Derrière les portes monumentales du Grand Bazar d’Istanbul, figées dans le temps des sultans depuis plus de 600 ans, se joue une tragédie silencieuse. Sous les voûtes peintes de ce gigantesque marché couvert, où se pressent chaque année des millions de visiteurs, l’artisanat ancestral se meurt, lentement asphyxié par la déferlante des contrefaçons.
Le règne du faux et du “made in Turkey”
Au détour d’une allée, un adolescent propose des parfums Chanel et Dior à une poignée d’euros, tandis que s’amoncellent sur les portants d’en face des doudounes Moncler aux couleurs criardes. Plus loin, une touriste allemande repart, ravie, avec un faux sac Michael Kors sous le bras, payé une fraction du prix de l’original.
Le Bazar est devenu un supermarché de contrefaçons pour toute l’Europe. J’ai même des clientes, femmes de footballeurs !
confie Kemal, vendeur de faux sacs de luxe depuis 20 ans
Selon lui, ses imitations “made in Turkey” sont aussi bonnes que les originaux, pour un prix 5 à 10 fois inférieur. Un business lucratif qui a peu à peu grignoté les vitrines du Bazar, reléguant l’artisanat traditionnel au second plan.
La fin d’une époque pour les commerçants historiques
Cette mutation inéluctable du Grand Bazar vers le tout-contrefaçon désespère les vétérans des lieux, dépositaires de la mémoire des artisans et petits métiers qui faisaient autrefois la renommée des allées.
Hasim Güreli, propriétaire d’une élégante boutique de tapis et vice-président de l’association des commerçants, se souvient d’une époque où les imitations étaient rares et leurs vendeurs se cachaient, craignant les contrôles. Aujourd’hui, il constate avec amertume que son échoppe est cernée de toutes parts par le faux.
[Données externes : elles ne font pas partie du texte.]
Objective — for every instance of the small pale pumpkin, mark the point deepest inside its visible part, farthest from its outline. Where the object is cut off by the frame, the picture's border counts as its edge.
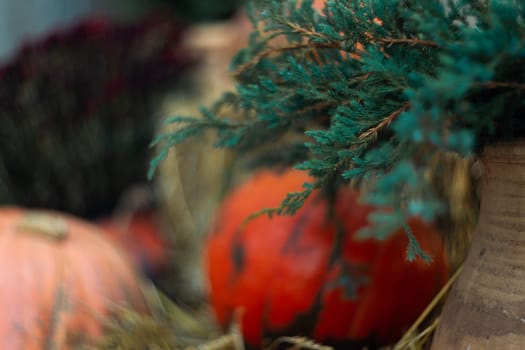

Le Bazar a perdu son caractère unique. Il n’y a plus que des produits importés ou contrefaits, et ça empire chaque année.
déplore Gazi Uludag, vendeur de services à thé deux allées plus loin
Un emblème du savoir-faire turc en péril
Pendant des siècles, le Grand Bazar était une vitrine de l’artisanat local, des boutiques de dinanderie et d’orfèvrerie aux ateliers des tisserands de tapis. Un savoir-faire ancestral transmis de génération en génération, qui risque aujourd’hui de disparaître.
Florence Heilbronn-Ögütgen, propriétaire d’une boutique de tapis artisanaux, raconte comment un ami maroquinier réputé pour ses sacs en cuir a dû mettre la clé sous la porte, incapable de rivaliser avec la déferlante des contrefaçons.
Désormais, les plus belles boutiques sont celles des imitations ! Il n’y a qu’elles pour payer les loyers exorbitants. Elles sont en train de tout dévorer. Ceux qui font de l’artisanal ne peuvent suivre. Le Bazar perd son âme.
s’alarme-t-elle
Un trafic difficile à endiguer pour les autorités
Malgré les saisies fréquentes et les lourdes amendes, enrayer le trafic relève du casse-tête pour les autorités et les avocats mandatés par les grands noms du luxe. Car dans ce labyrinthe de milliers de boutiques, il faudrait des mandats de perquisition pour chaque adresse.
Pour Murat, 27 ans, qui a repris son business de faux sacs après un contrôle, l’alternative n’existe pas. Issu d’une région agricole pauvre, il n’a pas l’intention de retourner « faire le berger au village ». Quitte à jongler chaque jour avec le risque d’une descente de police.
Mutation inexorable ou sursaut salvateur ?
Pendant que le Grand Bazar mue peu à peu en supermarché de la contrefaçon pour touristes européens, la question de son avenir se pose. Cette transformation est-elle une fatalité économique face aux loyers exorbitants et à l’appétit des visiteurs pour le faux ?
Ou bien les autorités et la communauté des commerçants traditionnels parviendront-elles à orchestrer un sursaut pour préserver ce joyau du patrimoine stambouliote et l’artisanat qui fait son âme ? L’enjeu est de taille pour ce lieu emblématique, tiraillé entre son histoire multiséculaire et les sirènes d’un business aussi lucratif que destructeur.